There are a lot of useful tips to help you improve your shooting #1 being "practice,practice,practice" others being changing the size of the target to gradually increasing your distance, but I came to a recent discovery when going from my catchbox at work to my smaller portable catchbox outside. I realized that after making that switch that adjustment came quicker, So I came to this conclusion that the catchbox sort of becomes "part of the target" when aiming since it affects my field of view.

I guess the best way to explain it is the catchbox acts as a "sight" and asists on concentrating your focus closer to the target. I know when I try something new either shooting farther away or at a smaller target, that it takes me longer to "get it down" when I place the object in an open field, as suppose to starting out in one of my catchboxes. This maybe all in my mind, but I think that is the point









So I plan, hopefully in the near future, to make various size "frames" (decreasing in size) for catchbox @ work to help on my field of view.

That's the theory anyway

thanks

LGD


----------



## slingshotvibe (Sep 26, 2010)

I recently had a idea of useing a fold up travle golf chip net which is netted so you can only see the can and can also catch your ammo


----------



## philly (Jun 13, 2010)

Similar situation Duck, I shot at a 4" disk with a 3" orange paste dot on it for a long time. I can hit it all day long now from 10 to 15 meters, but put a 4" plate up without the orange dot and my score goes down. It's all about visualization, I don't use anything as a sight and shoot straight up vertical so its all eye, hand and brain coordination. Similarly, I shoot objects better than paper targets.
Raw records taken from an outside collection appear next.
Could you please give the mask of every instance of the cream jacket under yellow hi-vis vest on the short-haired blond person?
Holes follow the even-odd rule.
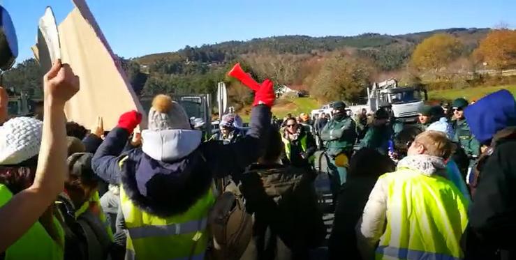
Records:
[[[408,156],[374,186],[357,224],[362,259],[460,259],[468,201],[441,158]],[[384,230],[385,227],[385,230]]]

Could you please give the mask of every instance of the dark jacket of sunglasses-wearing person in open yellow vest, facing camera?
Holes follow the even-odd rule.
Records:
[[[317,150],[316,140],[314,139],[314,136],[311,135],[309,132],[307,132],[306,128],[299,128],[299,136],[297,139],[290,141],[286,139],[286,130],[283,131],[283,144],[285,142],[288,142],[290,151],[287,151],[287,148],[285,148],[285,153],[289,153],[288,155],[285,154],[285,157],[283,158],[284,162],[288,162],[290,165],[293,165],[295,167],[310,167],[309,158],[311,158],[312,155]],[[306,138],[307,142],[307,150],[303,151],[301,140]],[[302,155],[304,158],[302,158]]]

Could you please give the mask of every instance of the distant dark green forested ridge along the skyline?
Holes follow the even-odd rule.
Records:
[[[331,52],[335,49],[355,48],[366,56],[382,59],[381,56],[398,54],[401,58],[410,56],[412,48],[423,39],[435,33],[450,33],[456,36],[468,49],[474,49],[478,40],[484,38],[488,28],[450,28],[408,33],[390,36],[378,33],[364,33],[359,36],[275,36],[269,38],[256,38],[248,41],[228,41],[200,47],[186,46],[177,52],[165,52],[149,54],[136,58],[135,61],[142,65],[151,65],[160,59],[177,59],[182,56],[189,61],[201,61],[206,63],[221,63],[232,61],[242,54],[316,54],[318,52]],[[385,64],[384,69],[395,69],[399,66]]]

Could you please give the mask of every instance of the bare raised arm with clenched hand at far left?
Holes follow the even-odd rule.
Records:
[[[31,187],[0,208],[0,252],[20,238],[64,188],[68,171],[64,103],[79,90],[79,78],[68,64],[57,61],[43,84],[45,114],[36,177]]]

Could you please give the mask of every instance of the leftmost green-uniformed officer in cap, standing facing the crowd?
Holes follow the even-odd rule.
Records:
[[[357,132],[355,121],[346,114],[344,102],[334,102],[332,108],[333,118],[321,130],[320,139],[323,140],[326,154],[330,158],[328,167],[332,170],[330,183],[335,198],[340,186],[346,183],[347,160],[353,153]]]

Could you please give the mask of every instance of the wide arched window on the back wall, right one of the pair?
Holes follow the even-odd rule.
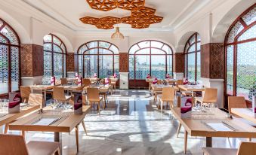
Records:
[[[129,50],[130,79],[141,80],[147,74],[165,79],[165,74],[172,75],[172,49],[160,41],[141,41]]]

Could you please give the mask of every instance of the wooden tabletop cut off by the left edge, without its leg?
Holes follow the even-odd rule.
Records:
[[[28,105],[20,110],[19,113],[16,114],[6,114],[3,117],[0,117],[0,126],[5,125],[7,123],[11,123],[14,120],[17,120],[20,117],[23,117],[26,114],[29,114],[33,111],[36,111],[40,108],[40,105]]]

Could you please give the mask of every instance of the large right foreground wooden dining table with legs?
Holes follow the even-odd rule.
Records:
[[[241,120],[227,118],[227,113],[215,108],[214,114],[191,114],[183,117],[180,108],[172,108],[172,114],[184,126],[184,153],[187,153],[187,135],[201,136],[206,138],[206,147],[212,147],[212,137],[227,138],[256,138],[256,129]],[[230,130],[216,130],[208,123],[217,123],[227,126]]]

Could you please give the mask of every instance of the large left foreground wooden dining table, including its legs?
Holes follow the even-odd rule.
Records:
[[[88,114],[91,107],[83,105],[82,114],[76,115],[74,111],[61,112],[61,114],[56,114],[54,110],[49,110],[49,107],[45,107],[42,114],[34,112],[22,117],[11,123],[9,125],[10,130],[20,130],[25,136],[26,131],[33,132],[54,132],[54,141],[60,142],[60,148],[62,148],[61,133],[62,132],[72,132],[72,129],[76,129],[76,148],[79,152],[79,124],[82,123],[82,126],[85,129],[85,115]],[[50,125],[36,125],[35,123],[41,120],[42,118],[55,118],[58,117],[59,120],[50,124]],[[86,129],[85,129],[86,131]],[[62,149],[60,149],[61,151]]]

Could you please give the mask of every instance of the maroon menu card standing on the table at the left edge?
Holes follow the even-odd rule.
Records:
[[[8,113],[9,114],[19,113],[20,102],[21,102],[20,93],[9,93]]]

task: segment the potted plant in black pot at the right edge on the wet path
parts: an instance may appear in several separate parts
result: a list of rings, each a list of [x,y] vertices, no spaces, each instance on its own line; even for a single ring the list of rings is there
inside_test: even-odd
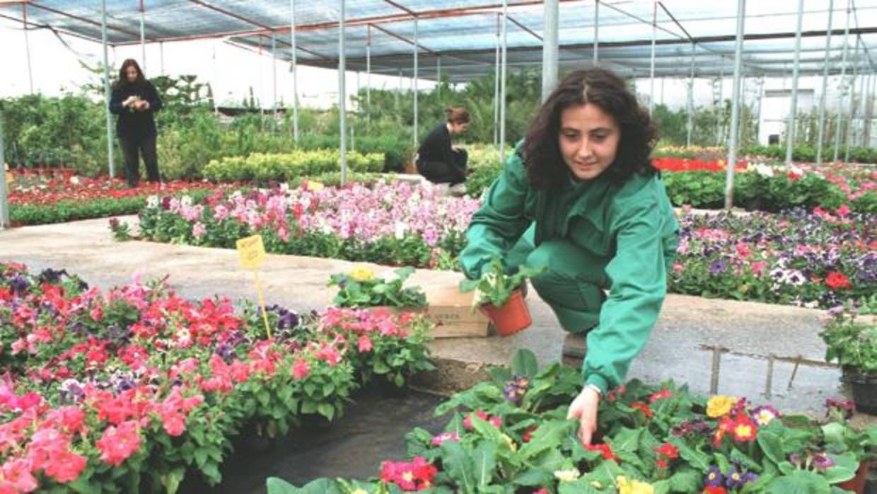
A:
[[[852,387],[852,401],[861,412],[877,415],[877,297],[859,311],[849,304],[829,311],[824,331],[825,360],[838,360],[843,379]],[[859,315],[865,315],[859,318]]]

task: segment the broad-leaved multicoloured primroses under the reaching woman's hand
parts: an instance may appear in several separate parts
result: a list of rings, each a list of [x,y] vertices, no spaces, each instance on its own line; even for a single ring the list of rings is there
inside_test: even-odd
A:
[[[439,405],[437,415],[454,412],[443,432],[409,433],[410,461],[382,462],[367,482],[320,479],[303,491],[829,492],[877,453],[877,426],[847,426],[846,403],[830,400],[821,424],[744,397],[706,400],[672,382],[637,381],[601,400],[595,440],[582,447],[577,421],[566,419],[581,375],[556,363],[537,371],[532,354],[516,357],[493,382]],[[268,482],[269,494],[302,491],[289,487]]]

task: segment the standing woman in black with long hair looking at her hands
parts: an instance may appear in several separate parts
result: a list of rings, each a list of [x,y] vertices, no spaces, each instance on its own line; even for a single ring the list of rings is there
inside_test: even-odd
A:
[[[155,152],[155,118],[161,109],[158,91],[146,80],[137,61],[122,62],[118,81],[113,84],[110,111],[118,115],[116,135],[125,155],[125,178],[130,187],[140,180],[140,159],[146,164],[146,179],[159,182],[158,156]]]

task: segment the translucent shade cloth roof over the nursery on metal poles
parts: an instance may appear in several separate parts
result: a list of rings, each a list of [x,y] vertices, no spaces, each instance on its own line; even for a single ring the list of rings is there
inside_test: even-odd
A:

Go figure.
Philly


----------



## Ry-shot (Jul 22, 2011)

i dont aim.. so i dont think this would help me...


----------



## lightgeoduck (Apr 3, 2011)

oh contraire mon frere

I believe this would help non aimers as well, because either way aim or not, the eye is trying to focus in on the target, take baseball pitchers for instance, so if something is added to "shrink" the field of view it should show improvement on target contact.

LGD


----------



## marcus sr (Jun 5, 2011)

the more smaller the target for me the more i improve,i like the pressure lol.all jokes aside,best thing ive found so far for me is a piece of wood 4x1 inch dowel,i find even if im missing im within a half inch of the dowel so in my eyes,good target to practise on if ur a game shooter ie rabbit pigeon pheasant etc


----------



## slingshot_sniper (Feb 20, 2011)

If your theory helps you LGD go for it









Wingshooting? flying catch box! now that would be cool


----------